- Born: 6 September 1929 Kaunas, Lithuania
- Died: 27 January 2020 (aged 90) Vilnius, Lithuania
- Education: Kaunas University of Technology Vilnius University

= Edvardas Gudavičius =

Lithuanian historian (1929–2020)

Edvardas Gudavičius (6 September 1929 – 27 January 2020) was a Lithuanian historian. He was known as one of the best historians in Lithuania specializing in the early history of Grand Duchy of Lithuania and is an author of many publications.

==Biography==
In 1953, he graduated from Kaunas Polytechnic Institute with a degree in engineering. Gudavičius started his career as a mechanic at one of the factories in Kaunas, but in 1958 moved to Vilnius. In 1962, he enrolled at Vilnius State University of Vincas Kapsukas, seeking a degree in history. In 1991, he earned the title of professor. He was a full member of Lithuanian Academy of Sciences.
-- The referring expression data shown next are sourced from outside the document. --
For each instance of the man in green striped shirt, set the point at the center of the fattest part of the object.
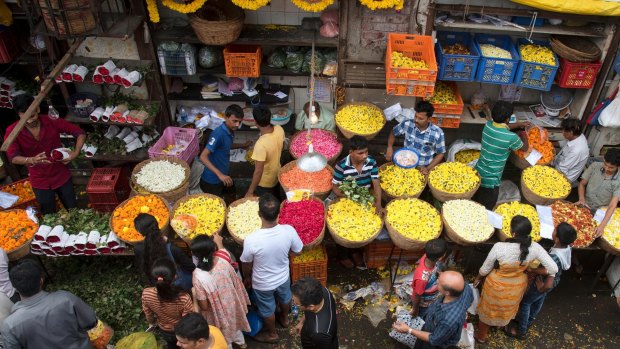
(497, 143)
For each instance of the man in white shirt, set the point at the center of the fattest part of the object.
(572, 158)
(265, 265)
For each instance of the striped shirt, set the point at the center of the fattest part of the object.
(166, 314)
(428, 143)
(345, 169)
(497, 143)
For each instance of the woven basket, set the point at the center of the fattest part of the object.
(458, 239)
(347, 243)
(348, 134)
(188, 197)
(171, 196)
(288, 167)
(303, 133)
(164, 229)
(321, 235)
(68, 17)
(406, 243)
(232, 233)
(218, 22)
(387, 197)
(443, 196)
(534, 198)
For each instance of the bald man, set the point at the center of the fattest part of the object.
(444, 318)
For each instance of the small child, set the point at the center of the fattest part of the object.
(533, 299)
(424, 283)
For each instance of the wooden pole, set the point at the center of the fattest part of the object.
(46, 86)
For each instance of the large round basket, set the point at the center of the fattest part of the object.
(332, 160)
(172, 195)
(288, 167)
(233, 233)
(348, 134)
(218, 22)
(387, 197)
(164, 229)
(443, 196)
(190, 197)
(458, 239)
(348, 243)
(321, 235)
(406, 243)
(536, 199)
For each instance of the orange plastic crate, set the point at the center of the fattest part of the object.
(577, 75)
(242, 60)
(417, 47)
(451, 109)
(446, 120)
(315, 269)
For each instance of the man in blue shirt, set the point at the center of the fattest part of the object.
(422, 135)
(216, 155)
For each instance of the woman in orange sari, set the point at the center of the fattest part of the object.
(504, 287)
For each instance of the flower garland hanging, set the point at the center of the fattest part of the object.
(151, 6)
(184, 8)
(250, 4)
(312, 5)
(382, 4)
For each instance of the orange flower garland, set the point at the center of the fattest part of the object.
(15, 229)
(541, 143)
(123, 216)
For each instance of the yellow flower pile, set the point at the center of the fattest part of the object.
(399, 60)
(352, 221)
(546, 182)
(612, 230)
(443, 94)
(453, 178)
(313, 255)
(243, 219)
(466, 156)
(468, 219)
(209, 213)
(414, 219)
(360, 118)
(398, 181)
(510, 209)
(537, 54)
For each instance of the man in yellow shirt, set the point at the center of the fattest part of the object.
(266, 154)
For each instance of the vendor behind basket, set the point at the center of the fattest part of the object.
(32, 148)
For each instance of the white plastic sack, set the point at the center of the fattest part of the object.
(610, 116)
(463, 144)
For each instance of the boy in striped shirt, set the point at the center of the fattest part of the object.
(497, 142)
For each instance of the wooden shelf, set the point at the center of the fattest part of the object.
(283, 35)
(545, 29)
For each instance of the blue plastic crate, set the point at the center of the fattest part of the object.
(496, 70)
(456, 67)
(536, 75)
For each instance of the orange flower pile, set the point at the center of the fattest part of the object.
(539, 142)
(295, 178)
(21, 189)
(15, 229)
(123, 216)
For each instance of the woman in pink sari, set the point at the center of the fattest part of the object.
(218, 292)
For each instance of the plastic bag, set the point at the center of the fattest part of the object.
(610, 116)
(277, 58)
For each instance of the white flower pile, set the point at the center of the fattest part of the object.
(160, 176)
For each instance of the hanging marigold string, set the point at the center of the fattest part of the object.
(312, 5)
(382, 4)
(151, 6)
(184, 8)
(250, 4)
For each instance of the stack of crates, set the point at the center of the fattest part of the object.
(107, 188)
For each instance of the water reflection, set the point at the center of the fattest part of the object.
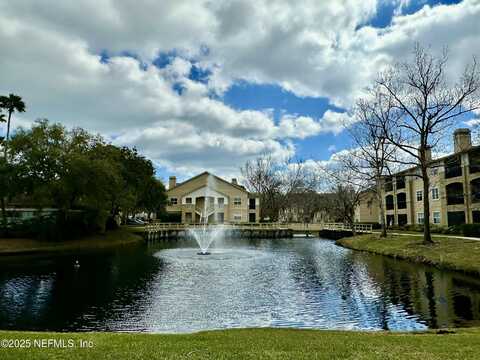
(283, 283)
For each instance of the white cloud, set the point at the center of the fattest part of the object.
(50, 55)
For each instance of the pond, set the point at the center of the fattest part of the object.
(167, 287)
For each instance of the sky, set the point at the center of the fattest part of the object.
(208, 85)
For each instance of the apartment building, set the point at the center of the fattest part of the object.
(454, 188)
(367, 211)
(207, 197)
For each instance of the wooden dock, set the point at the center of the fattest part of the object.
(253, 230)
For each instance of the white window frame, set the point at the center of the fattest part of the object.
(420, 192)
(420, 219)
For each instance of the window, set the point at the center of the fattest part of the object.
(400, 182)
(476, 216)
(402, 219)
(237, 217)
(419, 195)
(455, 218)
(474, 161)
(420, 218)
(388, 184)
(390, 220)
(453, 167)
(475, 190)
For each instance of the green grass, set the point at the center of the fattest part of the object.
(255, 344)
(448, 253)
(118, 237)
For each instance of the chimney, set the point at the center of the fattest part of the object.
(172, 182)
(462, 140)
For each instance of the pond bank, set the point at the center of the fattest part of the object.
(113, 238)
(254, 344)
(459, 254)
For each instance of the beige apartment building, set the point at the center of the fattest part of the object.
(454, 188)
(209, 197)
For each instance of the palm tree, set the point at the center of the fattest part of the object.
(11, 103)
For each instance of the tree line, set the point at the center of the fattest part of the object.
(89, 181)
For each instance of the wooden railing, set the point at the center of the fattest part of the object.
(304, 227)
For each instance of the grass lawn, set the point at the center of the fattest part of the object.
(255, 344)
(448, 253)
(111, 238)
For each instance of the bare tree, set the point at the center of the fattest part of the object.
(426, 104)
(372, 153)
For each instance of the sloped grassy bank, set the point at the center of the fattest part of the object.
(447, 253)
(253, 344)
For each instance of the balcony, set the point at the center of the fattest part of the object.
(455, 194)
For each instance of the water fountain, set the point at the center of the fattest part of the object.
(206, 235)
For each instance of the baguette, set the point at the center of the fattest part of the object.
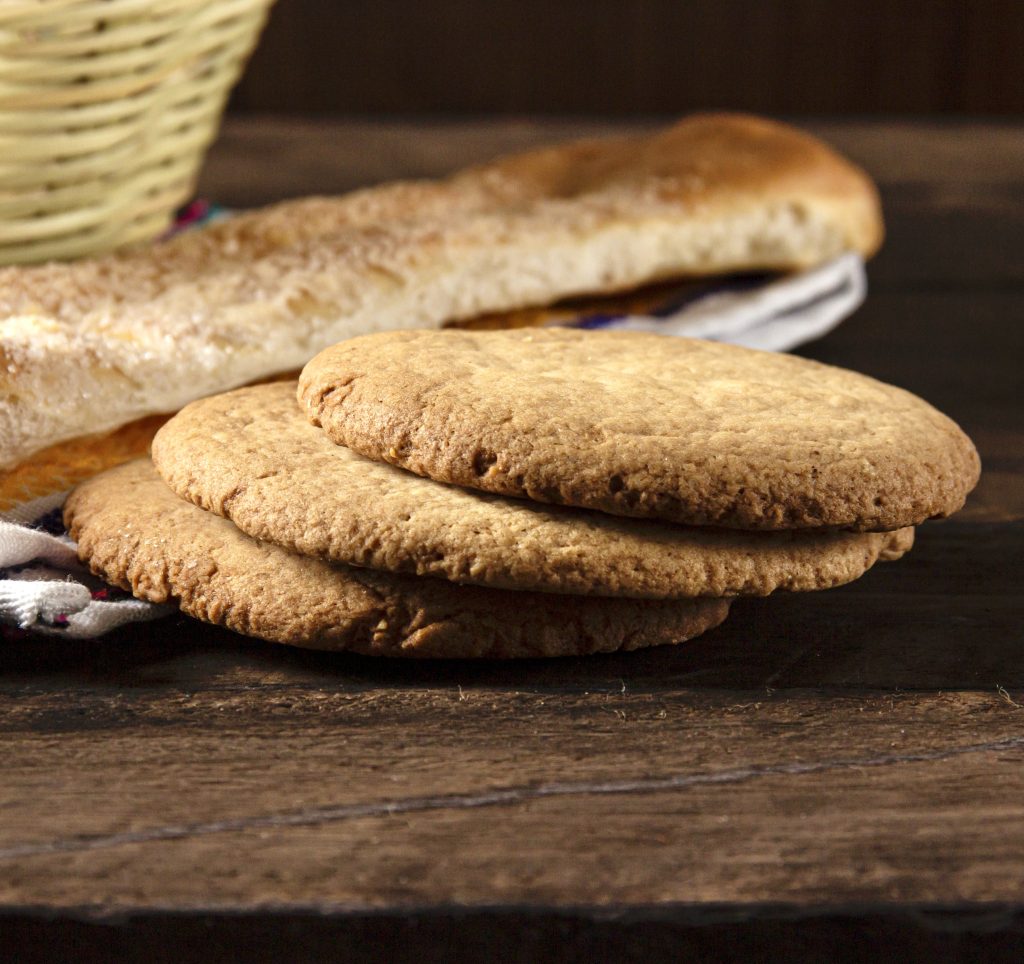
(89, 346)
To the wider public, he was mostly known for his work together with Alfredas Bumblauskas on the long-running TV show Būtovės slėpiniai, a talk show dedicated to topics of the history of Lithuania. Gudavičius was a frequent contributor to various reference works, including the 25-volume Visuotinė lietuvių enciklopedija. He also published works on the Statutes of Lithuania.

==Dissertations==
- 1971 Lithuanian serfage process and its reflection in The first Statute
- 1989 Lithuania in the Balts' war against German aggression in 13th century

==Publications==
- Žymenys ir ženklai Lietuvoje XII-XX a., Vilnius, 1981, 131 p.
- Pirmasis Lietuvos Statutas (together with Stanislovas Lazutka), Vilnius, 1983, t. 1, d. 1: Paleografinė ir tekstologinė nuorašų analizė; Vilnius, 1985, t. 1, d. 2: Dzialinskio, Lauryno ir Ališavos nuorašų faksimilės; Vilnius, 1991, t. 2, d. 1: Tekstai senąja baltarusių, lotynų ir senąja lenkų kalbomis. ISBN 5-417-00548-7.
- Kryžiaus karai Pabaltijyje ir Lietuva XIII amžiuje, Vilnius, 1989, 192 p. ISBN 5-420-00241-8.
- Miestų atsiradimas Lietuvoje, Vilnius, 1991, 95 p. ISBN 5-420-00723-1.
- Mindaugas, Vilnius, 1998, 360 p. ISBN 9986-34-020-9.
- Lietuvos istorija. Nuo seniausių laikų iki 1569 metų, Vilnius, 1999, 664 p. ISBN 9986-39-112-1.
- ----, Vilnius, 2002, 116 p. ISBN 9955-445-55-6.
- Lietuvos europėjimo keliais: istorinės studijos, Vilnius, 2002, 384 p. ISBN 9955-445-42-4.
- Lietuvos akto promulgacijos kelias: nuo Vytauto kanceliarijos iki Lietuvos Metrikos, Vilnius, 2006, 80 p. ISBN 9986-19-913-1.

==Awards==
Gudavičius received these awards:
- Lithuanian National Prize, 1995
- The Commander's Cross of the Order of the Lithuanian Grand Duke Gediminas, Lithuania, 1999
- The Commander's Grand Cross of the Order of Vytautas the Great, Lithuania, 2003.